On return to Oz we were married, then in 1977 came our beautiful daughter Cara, and

wedded bliss in a shoebox in Campsie. But we loved it. Turn around, there was the bed. There was the sink. It was ergonomic heaven, and we were in love.  Reach out the window and snip a flower. Present it to Denise and Campsie was aglow......

 

Sometime later my jovial sister Imogene and her gnomic Manchunean husband, Homesick Frank started playing Irish music. Shouldn't laugh....he'd look at me and piss himself. "Ya poof ........look at ya".  We were that sort of family. Stupid but jovial. If we had nothing to do of an afternoon we'd sit and look at each other and have a laugh. When I think back we were a happy family, seldom bored. Anyhow, when Frank started playing this music it appealed to some closeted mongrel Irishness within my musical physiology and I started singing Irish rap to myself  - da, de diddle dum de diddle dum de diddle eye doe - gradually becoming confident and getting louder which happily didn't irritate the wife and child. In fact they sang along softly at first then growing in confidence, became quite loud. We were something of a curio on shopping expeditions -  Arabs looking askance in Lakemba and Vietnamese scurrying across the road. Regardless we sang onward lunging as it were for the Irishness within us. "Grab those baked beans love, da de diddle eye de diddle eye...."

 

The Irishness wouldn't let up and I read the authors, Joyce, O'Casey, Synge, Stephens, Behan and listened to early Chieftains, Planxty. Dubliners, Moving Hearts, De Danaan, Paul Brady, Bothy Band and the emerging Pogues. Our family formed a band -  sister, brother, brother in  law, myself, two Aussies and Tommy Finnegan our token Irishman.
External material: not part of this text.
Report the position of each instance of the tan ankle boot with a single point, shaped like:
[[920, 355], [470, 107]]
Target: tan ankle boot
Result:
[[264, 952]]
It ended up a six piece called Blackthorn and we practised for 2 years and actually played a few times. Once we were broadcast live by ABCFM at the Rose Shamrock and Thistle - we were quite good on the night, but we' d played better of course. You always have.

 

In 1983 Denise gave birth to Brendan (after the saint, and Behan the author and raconteur) who now plays and writes punk, and is the father of beautiful Kaya. In 1986 we moved to Canberra where our second son Jamie was born on July 4 1989. A quick birth and he's been blessed since. Musically I continued collecting records and CDs  which were fuel for the bushfire. Didn't play much until 1999 when I wrote about 20 songs and performed some of them, a couple with Brendan - that was something !! I might describe them as the reflection of a scorching subconscious substrata, but most were the inept fumblings of youth which returned to greet me, the rocks and loam of passion, ineptitude and lost lava...ah well at times you're older and boulder heh heh."